Occasionally, one does get the impression that, as a vendor of a directly competing solution (CUDA), Nvidia has a vested interest in crippling OpenCL support on their devices: from lacking tool support (debugging, profiling) to reports of performance differences from CUDA (in both directions!) to lagging support for newer OpenCL versions, there is plenty that could be better.

That said, Nvidia’s leverage in this regard may be limited—surprisingly.

  • POCL (see below) has a proof-of-concept CUDA backend that uses Nvidia’s CUDA APIs to implement OpenCL. With some work, this could be made actually useful.
  • There is ongoing work in the Linux graphics stack to support computation. While there is substantial work to be done, this work has come very far in the past few years.


AMD’s brand-new open-source rocm stack has just become usable for me on Debian on Radeon R9 Fury GPU, now that they’ve switched to shipping their kernel driver as a DKMS module. While I haven’t done comprehensive performance measurements, it passed most of the PyOpenCL test suite on the first attempt.


POCL is an LLVM-based OpenCL implementation for (mainly) CPUs. It has just celebrated its 1.0 release. Most of all, it is conformant and correct. My group builds and tests software mainly on POCL, because it is easy to install on basically any machine (see below under ‘Shipping Software’).

Its vectorization performance varies from competitive to ‘needs work’, but in general, code executes at least as fast as reasonably written C or Fortran code. With work out of Intel on an outer-loop vectorizer for LLVM, this has the potential for substantial improvement in the near future. POCL also integrates the SLEEF vectorized special function library.

Intel iGPU

Intel’s Beignet implements CL for Linux on their integrated GPUs. It passes most of the PyOpenCL test suite and performs well.

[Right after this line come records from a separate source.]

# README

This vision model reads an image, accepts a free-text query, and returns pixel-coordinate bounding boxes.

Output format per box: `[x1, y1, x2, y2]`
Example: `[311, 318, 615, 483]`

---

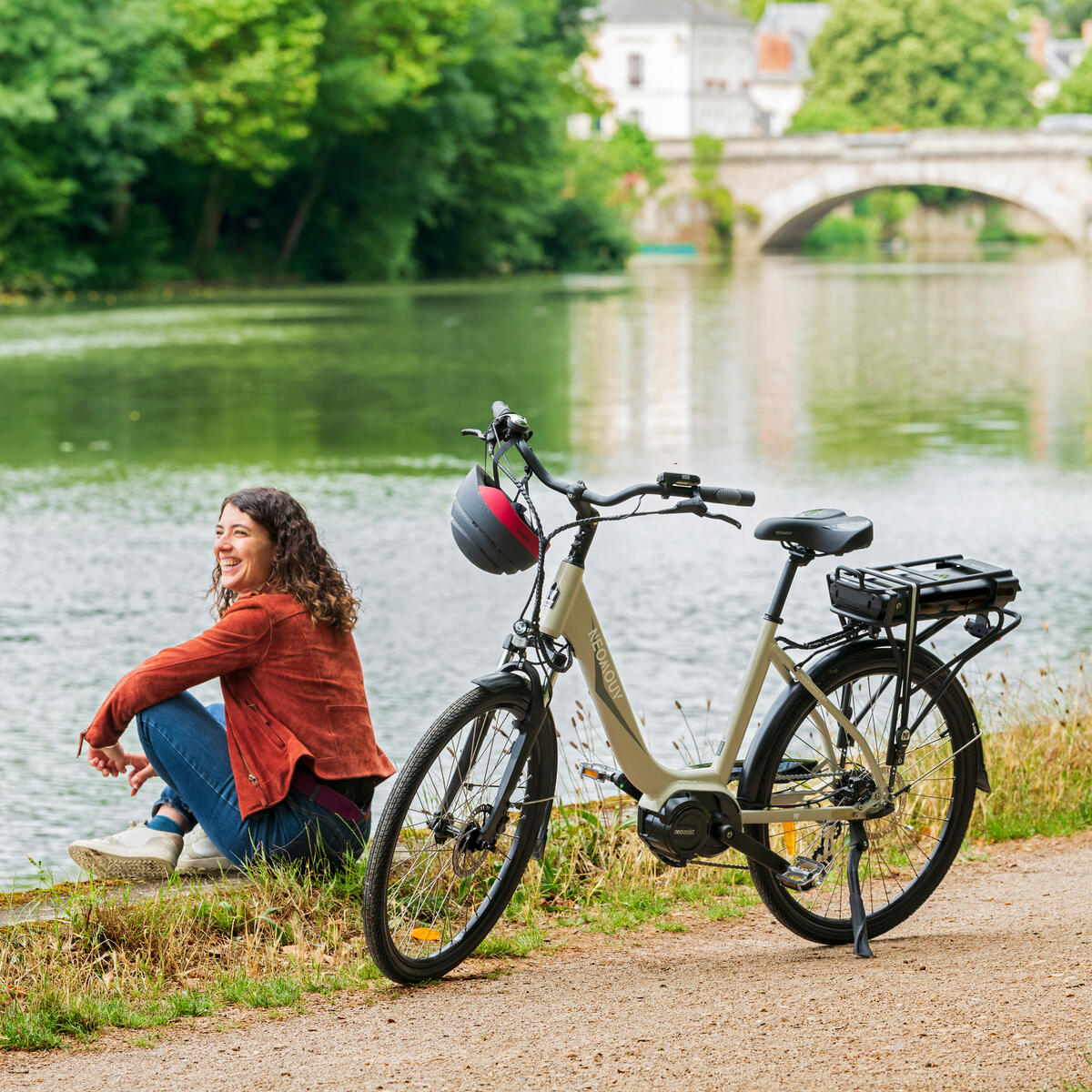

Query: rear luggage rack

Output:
[826, 553, 1020, 629]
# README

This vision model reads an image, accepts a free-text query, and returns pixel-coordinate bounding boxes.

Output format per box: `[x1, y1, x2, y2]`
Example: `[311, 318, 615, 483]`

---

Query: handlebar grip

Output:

While Apple originated the OpenCL standard, the implementations they ship are borderline unusable due to bugs. For CPU work, POCL can be built on macOS with little trouble (or see below under ‘Shipping Software’). For GPU work, Linux provides a nicer environment.

Intel CPU

Intel has a CPU OpenCL driver that has fairly competitive code generation. Unfortunately, many code gen bugs make this implementation less usable for demanding applications.

Shipping Software

Shipping software based on OpenCL sounds like it might be troublesome, since, in addition to the actual software, a user must have an ICD loader ( in addition to an ICD (the actual implementation).

This concern is mostly a thing of the past though. Five easy shell commands install a usable environment on Linux and macOS.

The Future

Recent news out of the OpenCL working group is that OpenCL might become implementable on top of Vulkan, a graphics API that is rapidly gaining ubiquity, by way of a single ‘shim’ ICD provided by the OpenCL working group. While this is dependent on a number of future developments, it would make OpenCL support essentially ubiquitous on all GPUs supporting Vulkan.


While OpenCL has been around for a while, many recent developments make me optimistic for its future. If I missed anything, do let me know, and I would be happy to add it here.